Maladera sordida

Scientific classification
- Kingdom: Animalia
- Phylum: Arthropoda
- Class: Insecta
- Order: Coleoptera
- Suborder: Polyphaga
- Infraorder: Scarabaeiformia
- Family: Scarabaeidae
- Genus: Maladera
- Species: M. sordida
- Binomial name: Maladera sordida (Brenske, 1899)
- Synonyms: Autoserica sordida Brenske, 1899;

= Maladera sordida =

- Genus: Maladera
- Species: sordida
- Authority: (Brenske, 1899)
- Synonyms: Autoserica sordida Brenske, 1899

Species of beetle

Maladera sordida is a species of beetle of the family Scarabaeidae. It is found in Thailand.

==Description==
Adults reach a length of about 7–9 mm. They are brown, dull, without a silky sheen, but faintly opalescent. The clypeus is broad, almost angular, the angles only slightly rounded, densely and rather coarsely punctate, and more or less wrinkled, with a few coarser punctures on the anterior margin, bearing very short setae. The suture is quite indistinct. The pronotum is somewhat shortened, strongly projecting anteriorly in the middle, gradually widening posteriorly, without strongly rounded sides, with weakly rounded hind angles.

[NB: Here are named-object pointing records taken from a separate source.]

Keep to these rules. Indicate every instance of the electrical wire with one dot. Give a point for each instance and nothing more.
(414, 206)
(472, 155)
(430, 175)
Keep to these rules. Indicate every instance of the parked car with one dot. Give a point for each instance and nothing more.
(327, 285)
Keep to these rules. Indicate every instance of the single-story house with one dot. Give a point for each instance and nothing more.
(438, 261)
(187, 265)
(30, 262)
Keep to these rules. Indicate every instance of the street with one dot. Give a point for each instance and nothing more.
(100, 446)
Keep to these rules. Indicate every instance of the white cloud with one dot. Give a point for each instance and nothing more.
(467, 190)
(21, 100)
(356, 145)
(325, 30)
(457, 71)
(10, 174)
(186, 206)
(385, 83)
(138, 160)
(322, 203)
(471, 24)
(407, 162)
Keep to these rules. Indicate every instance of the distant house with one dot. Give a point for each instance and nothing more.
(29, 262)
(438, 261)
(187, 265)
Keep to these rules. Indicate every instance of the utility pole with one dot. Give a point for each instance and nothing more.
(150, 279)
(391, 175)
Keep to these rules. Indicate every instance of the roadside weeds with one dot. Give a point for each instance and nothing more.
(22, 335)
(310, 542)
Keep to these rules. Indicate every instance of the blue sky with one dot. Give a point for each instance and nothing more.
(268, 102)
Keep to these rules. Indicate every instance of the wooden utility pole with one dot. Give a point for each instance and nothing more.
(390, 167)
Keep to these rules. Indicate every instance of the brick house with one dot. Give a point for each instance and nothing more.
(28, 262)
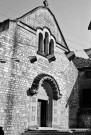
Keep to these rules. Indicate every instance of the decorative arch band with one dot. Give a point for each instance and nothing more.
(40, 80)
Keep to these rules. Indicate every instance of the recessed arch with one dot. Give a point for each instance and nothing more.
(51, 47)
(46, 43)
(41, 79)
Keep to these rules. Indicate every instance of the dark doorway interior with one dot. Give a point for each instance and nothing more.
(42, 113)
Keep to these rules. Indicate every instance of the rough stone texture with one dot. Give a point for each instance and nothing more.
(18, 73)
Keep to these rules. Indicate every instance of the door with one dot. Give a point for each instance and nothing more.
(42, 113)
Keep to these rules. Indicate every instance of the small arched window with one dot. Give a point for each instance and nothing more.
(40, 44)
(46, 44)
(51, 47)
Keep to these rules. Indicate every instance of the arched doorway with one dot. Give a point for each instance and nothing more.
(45, 105)
(47, 90)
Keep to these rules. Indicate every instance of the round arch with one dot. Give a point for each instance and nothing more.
(39, 80)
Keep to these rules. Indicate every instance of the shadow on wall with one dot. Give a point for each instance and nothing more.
(1, 131)
(74, 106)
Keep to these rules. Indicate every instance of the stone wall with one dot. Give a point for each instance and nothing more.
(17, 76)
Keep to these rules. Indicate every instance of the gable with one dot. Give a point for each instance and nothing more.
(42, 17)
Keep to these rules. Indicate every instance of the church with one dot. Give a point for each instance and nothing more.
(37, 74)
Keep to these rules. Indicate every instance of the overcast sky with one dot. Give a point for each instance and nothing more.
(73, 17)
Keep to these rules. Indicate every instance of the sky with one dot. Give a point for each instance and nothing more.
(73, 17)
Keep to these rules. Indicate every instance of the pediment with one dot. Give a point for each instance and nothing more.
(42, 17)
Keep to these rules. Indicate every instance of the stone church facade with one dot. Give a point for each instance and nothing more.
(36, 77)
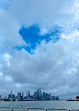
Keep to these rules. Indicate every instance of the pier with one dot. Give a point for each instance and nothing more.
(33, 109)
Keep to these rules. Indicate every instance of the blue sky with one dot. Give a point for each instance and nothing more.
(39, 46)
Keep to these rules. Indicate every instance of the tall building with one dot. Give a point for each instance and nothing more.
(19, 96)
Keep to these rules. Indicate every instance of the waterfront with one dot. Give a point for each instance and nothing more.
(60, 104)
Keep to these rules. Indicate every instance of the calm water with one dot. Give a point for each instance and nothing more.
(42, 104)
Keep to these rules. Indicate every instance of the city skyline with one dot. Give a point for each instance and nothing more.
(39, 46)
(35, 96)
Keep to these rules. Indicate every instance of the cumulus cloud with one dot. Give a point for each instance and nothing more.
(52, 66)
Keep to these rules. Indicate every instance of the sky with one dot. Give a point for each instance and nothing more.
(39, 46)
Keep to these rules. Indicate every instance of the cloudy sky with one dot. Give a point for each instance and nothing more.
(39, 46)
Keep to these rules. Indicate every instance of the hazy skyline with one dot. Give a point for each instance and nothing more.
(39, 46)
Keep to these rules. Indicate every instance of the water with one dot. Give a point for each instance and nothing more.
(42, 104)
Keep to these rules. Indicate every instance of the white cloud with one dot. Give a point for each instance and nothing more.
(52, 65)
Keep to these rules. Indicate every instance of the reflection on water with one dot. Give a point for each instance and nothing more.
(41, 104)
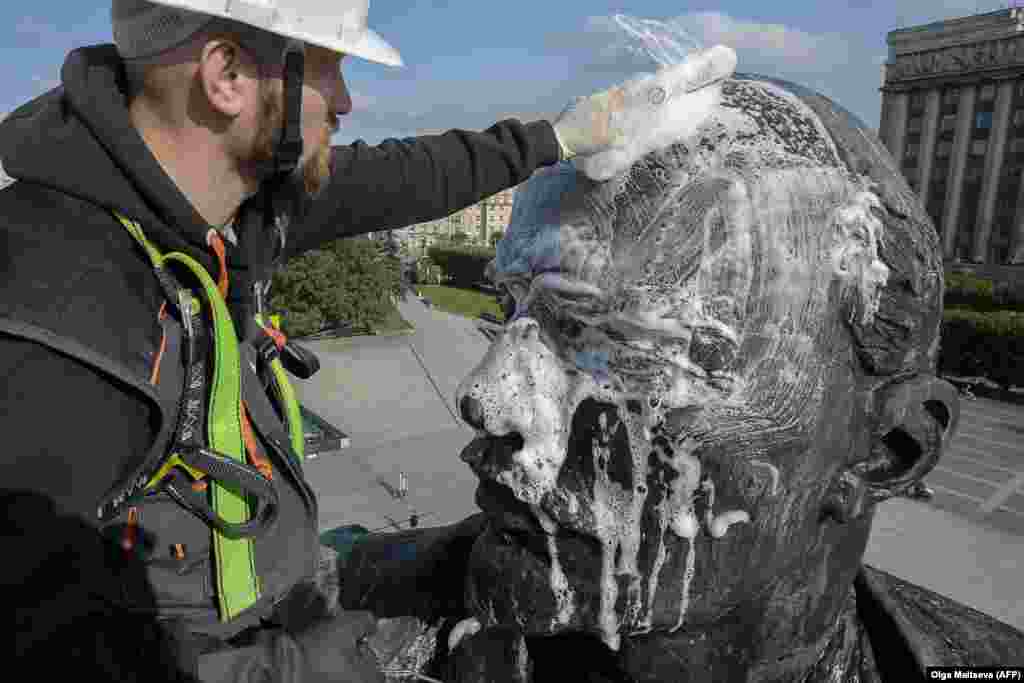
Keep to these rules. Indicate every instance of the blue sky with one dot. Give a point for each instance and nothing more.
(470, 62)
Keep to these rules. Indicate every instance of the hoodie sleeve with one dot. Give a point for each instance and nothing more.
(402, 182)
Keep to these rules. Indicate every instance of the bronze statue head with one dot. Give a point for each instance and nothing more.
(713, 367)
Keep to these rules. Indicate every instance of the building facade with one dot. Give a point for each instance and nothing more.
(478, 222)
(952, 116)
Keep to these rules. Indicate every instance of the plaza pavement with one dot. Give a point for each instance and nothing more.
(394, 396)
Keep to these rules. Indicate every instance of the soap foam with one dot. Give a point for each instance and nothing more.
(529, 387)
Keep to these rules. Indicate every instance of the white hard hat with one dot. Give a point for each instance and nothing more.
(336, 25)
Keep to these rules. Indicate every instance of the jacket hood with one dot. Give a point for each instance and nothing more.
(79, 139)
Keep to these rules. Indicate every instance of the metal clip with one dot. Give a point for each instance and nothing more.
(184, 305)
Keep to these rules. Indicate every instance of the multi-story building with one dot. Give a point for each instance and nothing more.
(478, 222)
(952, 116)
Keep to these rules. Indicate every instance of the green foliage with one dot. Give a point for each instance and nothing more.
(348, 281)
(463, 265)
(983, 344)
(967, 290)
(468, 303)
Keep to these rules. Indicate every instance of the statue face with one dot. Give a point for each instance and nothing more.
(677, 385)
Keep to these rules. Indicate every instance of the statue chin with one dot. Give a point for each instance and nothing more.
(509, 583)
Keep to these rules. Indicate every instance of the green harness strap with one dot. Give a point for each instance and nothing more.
(238, 584)
(291, 404)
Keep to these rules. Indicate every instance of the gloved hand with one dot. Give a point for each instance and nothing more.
(611, 129)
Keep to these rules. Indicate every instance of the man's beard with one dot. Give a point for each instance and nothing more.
(313, 171)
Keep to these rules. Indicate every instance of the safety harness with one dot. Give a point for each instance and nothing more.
(205, 470)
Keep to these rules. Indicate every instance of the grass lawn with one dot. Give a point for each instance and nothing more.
(469, 303)
(392, 323)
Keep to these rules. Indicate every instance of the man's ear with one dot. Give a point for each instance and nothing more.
(915, 419)
(223, 77)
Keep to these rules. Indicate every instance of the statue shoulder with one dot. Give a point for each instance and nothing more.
(905, 622)
(416, 572)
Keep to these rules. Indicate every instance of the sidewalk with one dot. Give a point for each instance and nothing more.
(395, 398)
(951, 555)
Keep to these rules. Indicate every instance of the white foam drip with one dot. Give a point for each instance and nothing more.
(527, 383)
(855, 256)
(563, 593)
(772, 470)
(467, 627)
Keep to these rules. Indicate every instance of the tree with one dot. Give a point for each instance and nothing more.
(348, 281)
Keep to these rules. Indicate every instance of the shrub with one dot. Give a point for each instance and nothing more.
(349, 281)
(967, 290)
(462, 265)
(985, 344)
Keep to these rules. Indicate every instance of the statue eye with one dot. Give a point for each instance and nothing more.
(711, 351)
(507, 302)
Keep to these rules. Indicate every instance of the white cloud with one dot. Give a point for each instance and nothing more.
(773, 40)
(361, 100)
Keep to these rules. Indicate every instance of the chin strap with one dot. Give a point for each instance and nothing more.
(290, 145)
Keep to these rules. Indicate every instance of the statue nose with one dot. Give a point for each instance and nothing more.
(472, 412)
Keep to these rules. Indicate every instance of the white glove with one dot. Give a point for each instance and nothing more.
(612, 129)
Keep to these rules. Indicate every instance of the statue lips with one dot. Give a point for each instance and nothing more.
(511, 520)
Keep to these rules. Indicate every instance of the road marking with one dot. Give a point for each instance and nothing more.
(940, 468)
(1003, 494)
(1017, 447)
(990, 411)
(974, 461)
(976, 425)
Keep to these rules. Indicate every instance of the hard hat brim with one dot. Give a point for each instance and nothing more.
(364, 43)
(370, 46)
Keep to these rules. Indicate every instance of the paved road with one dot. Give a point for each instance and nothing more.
(986, 454)
(395, 398)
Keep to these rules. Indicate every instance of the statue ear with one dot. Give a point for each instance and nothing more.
(914, 422)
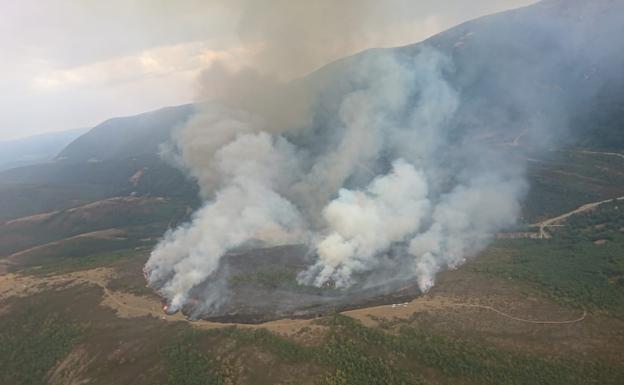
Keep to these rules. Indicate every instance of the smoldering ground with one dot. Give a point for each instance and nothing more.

The marginal setae are short and the surface is fairly densely covered with strong punctures with minute hairs. The scutellum is rather broad and pointed. The elytra are broadly but flatly striated, with confused punctation in the rows, the intervals less dense, and with fine tiny hairs everywhere in the punctures. The marginal setae are short.